Guerra: Any thoughts on disaster recovery? I know you’re pretty far inland, but did Sandy change anything over there?
Bartiromo: Yeah, it raised awareness. I think like many organizations, all of our hospitals were on generator at one point for varied 24 to 72 hours, and took minor damages along the way. But it definitely raised a heightened sense around business continuity and DR planning, and I think that’s a good thing.
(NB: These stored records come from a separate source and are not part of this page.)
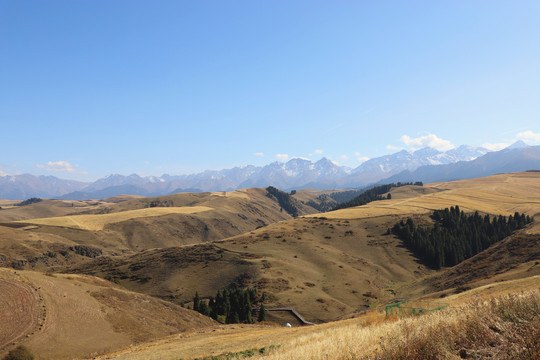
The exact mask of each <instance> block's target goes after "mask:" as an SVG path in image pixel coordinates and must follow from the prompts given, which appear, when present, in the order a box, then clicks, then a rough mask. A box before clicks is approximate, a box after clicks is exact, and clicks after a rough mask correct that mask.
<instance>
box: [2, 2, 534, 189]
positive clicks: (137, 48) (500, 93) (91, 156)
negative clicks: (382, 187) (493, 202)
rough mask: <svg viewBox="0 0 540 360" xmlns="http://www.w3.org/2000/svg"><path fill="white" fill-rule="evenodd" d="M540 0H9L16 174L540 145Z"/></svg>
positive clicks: (2, 133)
mask: <svg viewBox="0 0 540 360" xmlns="http://www.w3.org/2000/svg"><path fill="white" fill-rule="evenodd" d="M538 19H540V2H538V1H493V0H489V1H425V0H422V1H345V0H343V1H299V0H295V1H290V0H289V1H275V0H274V1H270V0H268V1H262V0H261V1H201V0H197V1H159V0H157V1H137V0H125V1H118V0H77V1H72V0H63V1H56V0H47V1H42V0H36V1H21V0H0V49H2V53H1V56H0V122H1V125H2V132H1V134H2V137H1V143H0V144H1V151H2V155H1V157H0V175H2V174H18V173H33V174H48V175H55V176H58V177H62V178H71V179H78V180H95V179H97V178H99V177H102V176H105V175H108V174H111V173H120V174H126V175H127V174H131V173H139V174H142V175H161V174H163V173H169V174H183V173H193V172H199V171H202V170H205V169H222V168H230V167H234V166H239V165H244V164H254V165H264V164H268V163H270V162H272V161H276V160H286V159H287V158H291V157H295V156H299V157H307V158H311V159H313V160H318V159H319V158H321V157H322V156H326V157H329V158H331V159H332V160H334V161H337V162H339V163H340V164H344V165H348V166H352V167H356V166H358V165H359V164H360V163H361V161H363V160H365V159H367V158H373V157H377V156H381V155H385V154H389V153H392V152H395V151H396V150H397V149H402V148H404V149H407V150H414V149H416V148H419V147H421V146H424V145H431V146H434V147H439V148H440V149H447V148H450V147H452V146H459V145H462V144H468V145H476V146H482V145H485V146H488V147H490V148H493V149H498V148H501V147H503V146H504V145H505V144H509V143H511V142H513V141H515V140H518V139H522V140H525V141H526V142H527V143H529V144H540V126H539V124H540V101H539V99H540V41H539V40H538V39H540V21H538Z"/></svg>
I think that’s a healthy exercise to engage in. It’s not a cheap exercise, and I think people know that, but we are still engaging in that exercise. The IT organization shares our business continuity leadership planning team, just to keep slow but steady movement about business continuity and DR from table top drills of key systems to what-if scenarios and downtime procedures. Again, it’s not an aggressive agenda, but it’s a slow moving and constant agenda.